Melissa Buck, who adopted four children with her husband, Chad, through St. Vincent Catholic Charities of Lansing, said it would be “devastating” to her family if Catholic Charities were to get out of the adoption business.
“If I had to transfer to another agency, would they make themselves as available and would we feel welcome?” she said, according to a report in The Detroit News. “These kids have already lost enough.”
Bills Won’t Advance Unless Snyder is on Board
The bill package, approved last month by the House, advances to the full Senate without amendments proposed by Sen. Bert Johnson, D-Detroit, the lone Democrat on the committee.
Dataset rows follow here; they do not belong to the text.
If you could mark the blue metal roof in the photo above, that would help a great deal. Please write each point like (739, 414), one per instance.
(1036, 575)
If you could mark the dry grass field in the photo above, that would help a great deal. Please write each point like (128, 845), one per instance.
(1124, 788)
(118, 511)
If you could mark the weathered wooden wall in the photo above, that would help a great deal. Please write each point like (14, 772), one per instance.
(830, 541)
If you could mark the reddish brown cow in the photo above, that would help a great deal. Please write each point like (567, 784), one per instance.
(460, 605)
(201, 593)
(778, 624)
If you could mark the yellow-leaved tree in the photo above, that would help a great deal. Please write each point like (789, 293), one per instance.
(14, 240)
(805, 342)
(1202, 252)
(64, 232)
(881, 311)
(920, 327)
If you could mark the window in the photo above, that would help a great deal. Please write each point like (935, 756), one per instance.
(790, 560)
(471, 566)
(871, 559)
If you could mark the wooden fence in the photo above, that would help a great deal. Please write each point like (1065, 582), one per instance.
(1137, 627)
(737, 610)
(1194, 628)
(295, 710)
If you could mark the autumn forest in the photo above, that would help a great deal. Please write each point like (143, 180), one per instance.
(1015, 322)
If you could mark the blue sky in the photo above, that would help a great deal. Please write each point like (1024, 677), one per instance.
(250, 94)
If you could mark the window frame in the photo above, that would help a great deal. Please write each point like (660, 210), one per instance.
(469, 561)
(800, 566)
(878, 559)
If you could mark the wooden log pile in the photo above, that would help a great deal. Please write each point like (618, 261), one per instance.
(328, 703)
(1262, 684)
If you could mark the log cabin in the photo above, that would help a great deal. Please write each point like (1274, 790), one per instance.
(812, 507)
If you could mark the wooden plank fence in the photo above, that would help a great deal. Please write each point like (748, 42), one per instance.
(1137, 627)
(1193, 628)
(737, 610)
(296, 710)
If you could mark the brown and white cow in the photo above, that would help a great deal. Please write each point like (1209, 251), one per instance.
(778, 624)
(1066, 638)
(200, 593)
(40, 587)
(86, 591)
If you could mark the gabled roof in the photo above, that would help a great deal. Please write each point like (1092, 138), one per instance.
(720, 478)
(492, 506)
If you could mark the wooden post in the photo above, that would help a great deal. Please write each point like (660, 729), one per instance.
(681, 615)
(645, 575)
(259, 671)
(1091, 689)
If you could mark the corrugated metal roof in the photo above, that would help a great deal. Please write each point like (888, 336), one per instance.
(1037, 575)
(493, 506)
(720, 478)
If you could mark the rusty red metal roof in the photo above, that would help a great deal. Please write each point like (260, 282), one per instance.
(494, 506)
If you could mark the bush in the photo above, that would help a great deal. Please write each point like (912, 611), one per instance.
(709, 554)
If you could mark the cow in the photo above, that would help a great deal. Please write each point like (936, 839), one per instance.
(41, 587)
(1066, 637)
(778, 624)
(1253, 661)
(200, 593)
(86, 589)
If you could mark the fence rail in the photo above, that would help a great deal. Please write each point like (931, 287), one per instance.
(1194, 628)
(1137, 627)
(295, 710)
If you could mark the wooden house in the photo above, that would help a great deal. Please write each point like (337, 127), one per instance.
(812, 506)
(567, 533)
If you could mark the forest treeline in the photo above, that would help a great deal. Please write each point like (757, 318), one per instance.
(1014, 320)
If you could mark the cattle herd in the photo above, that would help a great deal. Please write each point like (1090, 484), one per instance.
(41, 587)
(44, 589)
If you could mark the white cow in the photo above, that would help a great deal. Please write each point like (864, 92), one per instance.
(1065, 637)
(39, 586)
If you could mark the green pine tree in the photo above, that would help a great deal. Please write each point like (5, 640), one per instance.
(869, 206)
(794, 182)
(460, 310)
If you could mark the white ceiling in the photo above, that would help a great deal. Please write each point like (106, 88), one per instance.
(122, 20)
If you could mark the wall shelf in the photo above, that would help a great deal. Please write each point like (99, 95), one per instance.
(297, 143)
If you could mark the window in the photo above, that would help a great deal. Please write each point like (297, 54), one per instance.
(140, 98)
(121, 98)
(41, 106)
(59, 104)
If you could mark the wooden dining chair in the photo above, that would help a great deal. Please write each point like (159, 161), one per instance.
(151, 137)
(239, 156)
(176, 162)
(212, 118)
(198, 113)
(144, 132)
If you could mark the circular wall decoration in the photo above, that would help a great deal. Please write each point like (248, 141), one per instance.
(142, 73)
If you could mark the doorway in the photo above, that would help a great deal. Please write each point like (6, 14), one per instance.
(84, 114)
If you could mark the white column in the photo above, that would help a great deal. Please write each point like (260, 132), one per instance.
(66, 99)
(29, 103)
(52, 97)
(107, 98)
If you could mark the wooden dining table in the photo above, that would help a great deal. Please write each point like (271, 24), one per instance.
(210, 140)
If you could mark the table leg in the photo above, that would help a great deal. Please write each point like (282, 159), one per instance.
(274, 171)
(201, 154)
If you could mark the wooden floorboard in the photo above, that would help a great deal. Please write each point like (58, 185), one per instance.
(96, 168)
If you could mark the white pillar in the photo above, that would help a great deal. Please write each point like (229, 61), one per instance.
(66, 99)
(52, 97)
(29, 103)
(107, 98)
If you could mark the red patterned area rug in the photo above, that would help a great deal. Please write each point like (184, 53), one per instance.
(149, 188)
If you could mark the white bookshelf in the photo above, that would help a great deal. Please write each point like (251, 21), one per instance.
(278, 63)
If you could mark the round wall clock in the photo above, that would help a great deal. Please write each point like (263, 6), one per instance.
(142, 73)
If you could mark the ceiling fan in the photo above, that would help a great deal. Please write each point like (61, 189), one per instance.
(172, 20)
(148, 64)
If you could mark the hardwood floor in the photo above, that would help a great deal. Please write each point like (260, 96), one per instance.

Among the changes he advocates is requiring adoption agencies to explain on their websites the circumstances under which they would refuse service.
“Why beat around the bush?” he said. “It’s a waste of time to discuss a placement that will never take place.”
A spokesperson for Senate Majority Leader Arlan Meekhof said that while he supports the bills, he won’t put them on the debate calendar until he’s confident of Gov. Rick Snyder’s support.
Snyder has said in the past that he would veto a Religious Freedom Restoration Act if it wasn’t tied to expansion of the state’s civil rights law.
He has also said the adoption bills need further review, and that he’s in favor of children being adopted by “loving families” and “loving parents,” according to The Detroit News. He didn’t specify whether that might include same-sex couples.